CVC got 2012 off to a bang when Waddell & Reed paid $1.1 billion in January for a 13.9 per cent stake in Topco. There was more good news in May when Topco paid out an $850-million dividend with $420.8 million going to CVC in line with its shareholding which was 49.5 per cent at the time. More acquisitions came later in the month when US money manager BlackRock paid $196 million for a 2.9 per cent stake, followed by the sale of 4.5 per cent for $300 million to Norges, the investment division of Norway’s central bank.
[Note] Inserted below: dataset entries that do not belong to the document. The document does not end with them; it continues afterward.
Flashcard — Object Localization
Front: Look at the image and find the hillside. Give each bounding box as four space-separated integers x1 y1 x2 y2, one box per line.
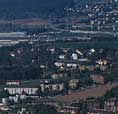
0 0 74 19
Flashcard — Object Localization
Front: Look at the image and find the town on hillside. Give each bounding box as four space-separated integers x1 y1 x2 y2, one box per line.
0 0 117 114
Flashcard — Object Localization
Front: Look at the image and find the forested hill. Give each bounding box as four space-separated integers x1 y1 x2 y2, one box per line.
0 0 74 19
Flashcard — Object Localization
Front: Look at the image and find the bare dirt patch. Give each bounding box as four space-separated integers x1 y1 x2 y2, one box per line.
0 18 49 26
55 83 118 103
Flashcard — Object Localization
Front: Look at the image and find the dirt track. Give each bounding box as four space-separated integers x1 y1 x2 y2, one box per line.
55 83 118 103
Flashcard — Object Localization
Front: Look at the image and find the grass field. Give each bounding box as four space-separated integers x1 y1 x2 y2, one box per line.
41 41 118 49
21 79 41 87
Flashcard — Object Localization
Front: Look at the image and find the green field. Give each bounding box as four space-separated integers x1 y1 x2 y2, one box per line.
40 41 118 49
21 79 41 87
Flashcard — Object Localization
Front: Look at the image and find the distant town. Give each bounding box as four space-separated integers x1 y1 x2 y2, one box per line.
0 0 118 114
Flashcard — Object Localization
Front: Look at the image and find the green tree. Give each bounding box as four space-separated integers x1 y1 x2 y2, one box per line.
0 89 9 98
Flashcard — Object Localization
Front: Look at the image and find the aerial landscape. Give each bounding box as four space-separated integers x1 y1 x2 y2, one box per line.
0 0 117 114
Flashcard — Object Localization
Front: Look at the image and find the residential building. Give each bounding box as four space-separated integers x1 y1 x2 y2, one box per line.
90 74 105 84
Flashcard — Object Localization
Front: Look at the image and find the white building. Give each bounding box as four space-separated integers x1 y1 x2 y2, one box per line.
40 83 64 92
72 53 78 60
5 88 38 95
6 80 21 86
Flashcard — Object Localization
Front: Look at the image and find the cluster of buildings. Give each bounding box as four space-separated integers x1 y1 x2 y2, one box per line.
57 98 118 114
62 0 118 33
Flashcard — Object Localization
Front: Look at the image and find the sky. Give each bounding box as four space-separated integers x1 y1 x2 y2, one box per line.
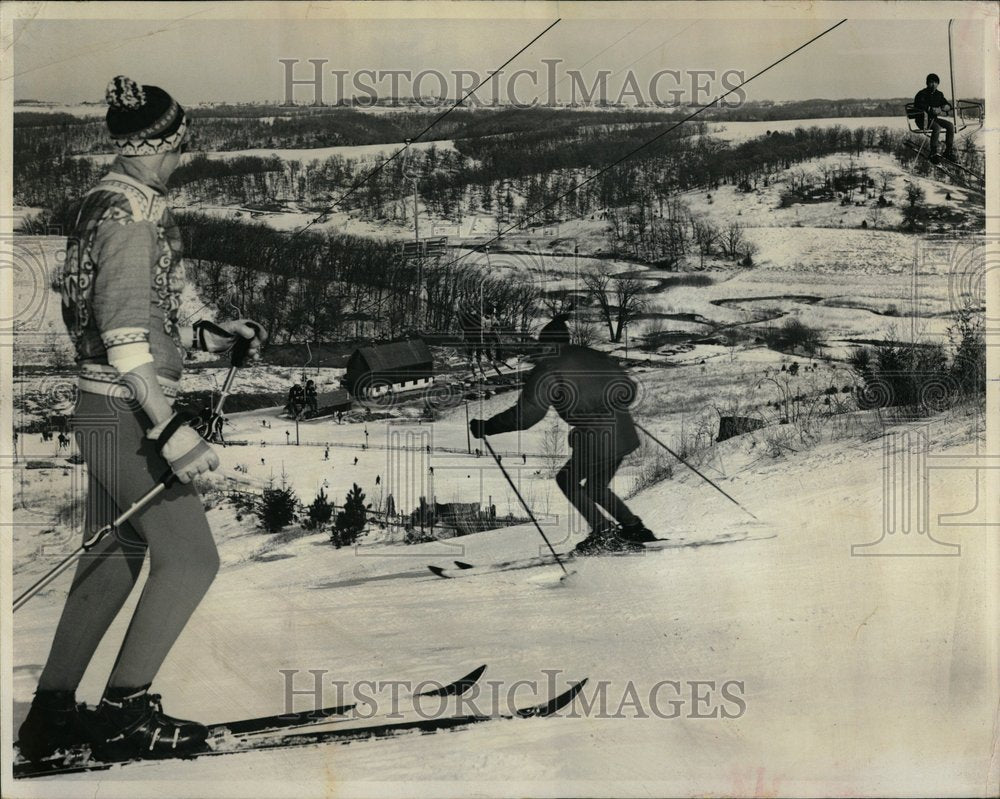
11 15 988 106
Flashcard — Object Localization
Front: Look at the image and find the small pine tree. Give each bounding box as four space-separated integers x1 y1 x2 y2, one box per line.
304 488 334 531
258 486 298 533
332 483 369 548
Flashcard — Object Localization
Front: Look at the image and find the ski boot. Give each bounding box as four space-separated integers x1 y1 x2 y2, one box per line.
17 689 95 762
90 687 209 761
929 151 941 164
618 520 658 545
574 525 643 556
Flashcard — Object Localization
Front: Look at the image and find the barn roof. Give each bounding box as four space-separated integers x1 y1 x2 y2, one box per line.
353 339 432 373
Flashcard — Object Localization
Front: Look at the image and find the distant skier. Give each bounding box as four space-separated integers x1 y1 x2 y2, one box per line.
913 72 954 162
458 304 504 372
304 379 318 415
469 315 653 554
287 382 305 418
19 77 265 763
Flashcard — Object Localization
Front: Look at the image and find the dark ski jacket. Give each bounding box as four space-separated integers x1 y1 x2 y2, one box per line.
483 344 640 457
913 87 951 119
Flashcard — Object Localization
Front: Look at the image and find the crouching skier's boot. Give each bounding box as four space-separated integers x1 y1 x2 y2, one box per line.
17 690 95 761
618 519 658 544
91 686 209 761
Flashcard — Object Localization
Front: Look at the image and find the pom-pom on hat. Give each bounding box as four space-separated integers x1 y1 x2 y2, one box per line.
105 76 188 156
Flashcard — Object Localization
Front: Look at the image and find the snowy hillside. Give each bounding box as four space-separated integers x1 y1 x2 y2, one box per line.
10 405 994 796
9 100 994 797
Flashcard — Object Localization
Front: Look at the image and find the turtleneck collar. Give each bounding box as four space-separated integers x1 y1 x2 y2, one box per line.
109 155 169 195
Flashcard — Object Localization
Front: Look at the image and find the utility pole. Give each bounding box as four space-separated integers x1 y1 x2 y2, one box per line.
405 139 422 328
481 246 490 356
948 20 959 134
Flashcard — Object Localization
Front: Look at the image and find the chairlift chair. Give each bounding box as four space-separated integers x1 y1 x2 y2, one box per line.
905 19 984 159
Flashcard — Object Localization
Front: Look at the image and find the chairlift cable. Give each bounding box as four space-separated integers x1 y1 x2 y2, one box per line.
433 19 850 274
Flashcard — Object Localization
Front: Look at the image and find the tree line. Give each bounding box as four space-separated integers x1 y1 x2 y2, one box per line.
177 213 542 345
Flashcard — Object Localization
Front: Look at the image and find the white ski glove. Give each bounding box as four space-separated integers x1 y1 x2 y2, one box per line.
148 413 219 483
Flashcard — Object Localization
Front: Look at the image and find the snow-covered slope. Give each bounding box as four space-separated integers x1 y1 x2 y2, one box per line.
10 409 995 796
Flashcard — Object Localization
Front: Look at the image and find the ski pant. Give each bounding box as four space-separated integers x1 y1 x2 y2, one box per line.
930 117 954 154
555 429 640 533
36 390 219 694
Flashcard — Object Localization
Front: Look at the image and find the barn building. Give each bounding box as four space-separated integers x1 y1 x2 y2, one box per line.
343 339 434 399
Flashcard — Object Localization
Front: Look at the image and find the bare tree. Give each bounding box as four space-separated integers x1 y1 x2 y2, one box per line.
584 267 615 340
738 239 759 266
867 204 885 230
539 288 575 318
788 168 810 192
691 218 718 269
720 221 746 261
570 317 601 346
540 416 566 477
876 169 892 196
611 275 647 343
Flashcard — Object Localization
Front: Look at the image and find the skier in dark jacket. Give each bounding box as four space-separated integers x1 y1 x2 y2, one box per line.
469 315 653 554
913 73 954 162
287 382 305 418
304 379 318 415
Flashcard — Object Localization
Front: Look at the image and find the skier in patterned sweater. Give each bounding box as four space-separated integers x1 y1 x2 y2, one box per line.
469 315 654 554
17 76 266 763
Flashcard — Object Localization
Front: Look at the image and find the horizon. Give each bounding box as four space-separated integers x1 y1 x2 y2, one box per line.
11 17 987 106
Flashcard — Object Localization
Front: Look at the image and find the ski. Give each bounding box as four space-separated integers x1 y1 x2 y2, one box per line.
13 663 487 778
903 141 984 184
429 553 567 580
427 531 775 578
219 662 486 736
13 676 587 779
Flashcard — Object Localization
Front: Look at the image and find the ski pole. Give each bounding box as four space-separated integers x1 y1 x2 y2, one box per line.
197 322 264 443
482 438 570 575
634 422 758 521
13 471 177 612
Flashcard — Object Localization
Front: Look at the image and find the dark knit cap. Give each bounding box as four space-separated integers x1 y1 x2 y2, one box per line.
105 76 188 156
926 73 940 85
538 314 571 344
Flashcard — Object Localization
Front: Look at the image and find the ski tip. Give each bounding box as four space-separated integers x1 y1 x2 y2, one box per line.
453 560 474 570
416 664 488 697
428 565 451 579
516 678 588 719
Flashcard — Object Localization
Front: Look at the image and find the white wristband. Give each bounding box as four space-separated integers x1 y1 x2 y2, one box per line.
107 341 154 374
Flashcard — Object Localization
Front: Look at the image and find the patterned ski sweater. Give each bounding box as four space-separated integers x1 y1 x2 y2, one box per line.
55 159 186 396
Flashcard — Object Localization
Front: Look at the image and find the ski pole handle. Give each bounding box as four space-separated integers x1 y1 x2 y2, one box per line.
230 321 264 369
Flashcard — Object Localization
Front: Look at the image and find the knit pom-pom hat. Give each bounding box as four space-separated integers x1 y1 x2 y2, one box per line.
105 76 188 156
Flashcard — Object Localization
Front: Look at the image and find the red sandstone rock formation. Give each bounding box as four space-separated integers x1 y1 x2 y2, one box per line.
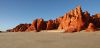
7 24 31 32
58 6 85 32
37 18 47 31
92 14 100 28
7 6 100 32
54 16 64 29
26 18 47 32
85 23 97 32
26 19 37 32
46 20 55 30
83 11 91 28
55 16 63 24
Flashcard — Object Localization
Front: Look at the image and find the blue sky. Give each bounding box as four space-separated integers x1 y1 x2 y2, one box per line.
0 0 100 31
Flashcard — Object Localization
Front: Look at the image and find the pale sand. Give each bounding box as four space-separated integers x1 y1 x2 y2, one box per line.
0 31 100 48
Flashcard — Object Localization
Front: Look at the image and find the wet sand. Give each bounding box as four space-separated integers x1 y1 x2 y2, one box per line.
0 31 100 48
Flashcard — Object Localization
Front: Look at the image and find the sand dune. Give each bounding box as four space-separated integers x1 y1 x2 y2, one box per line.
0 31 100 48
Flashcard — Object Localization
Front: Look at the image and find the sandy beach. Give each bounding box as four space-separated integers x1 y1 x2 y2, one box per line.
0 31 100 48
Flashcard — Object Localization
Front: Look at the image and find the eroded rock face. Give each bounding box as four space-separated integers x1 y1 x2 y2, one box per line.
58 6 85 32
83 11 91 28
55 16 63 24
54 16 63 29
46 20 55 30
92 14 100 28
7 6 100 32
37 18 47 31
85 23 96 32
7 24 31 32
26 19 37 32
26 18 47 32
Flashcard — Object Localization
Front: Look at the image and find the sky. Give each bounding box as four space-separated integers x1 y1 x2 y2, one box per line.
0 0 100 31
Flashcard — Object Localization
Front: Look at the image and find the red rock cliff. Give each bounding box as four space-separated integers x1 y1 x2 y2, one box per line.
7 6 100 32
58 6 85 32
In June 2012, CVC announced that Waddell & Reed had invested a further $500 million which took its stake to 20.9 per cent. Capping off a bumper year, in December 2012, Topco paid out another dividend which this time came to $1.2 billion and was fuelled with income from another debt refinancing. CVC took home $421.1 million in line with its shareholding which had fallen to 35.1 per cent following the stake sales.
Since then CVC has struck gold again as a $332-million dividend was paid out in 2013 with CVC taking $116.2 million as by then it had a 35 per cent stake in Topco. Last year the company’s debt was boosted by $1 billion to $3.5 billion with the proceeds fuelling a pay-out to shareholders. It gave CVC $350 million, bringing its total cash haul from F1 to $4.4 billion.
CVC’s current stake is worth around $4.2 billion, giving it a total of $8.6 billion of cash out and remaining value. For a business which makes its money from cars racing round tracks for two hours 20 times a year, it is an impressive result.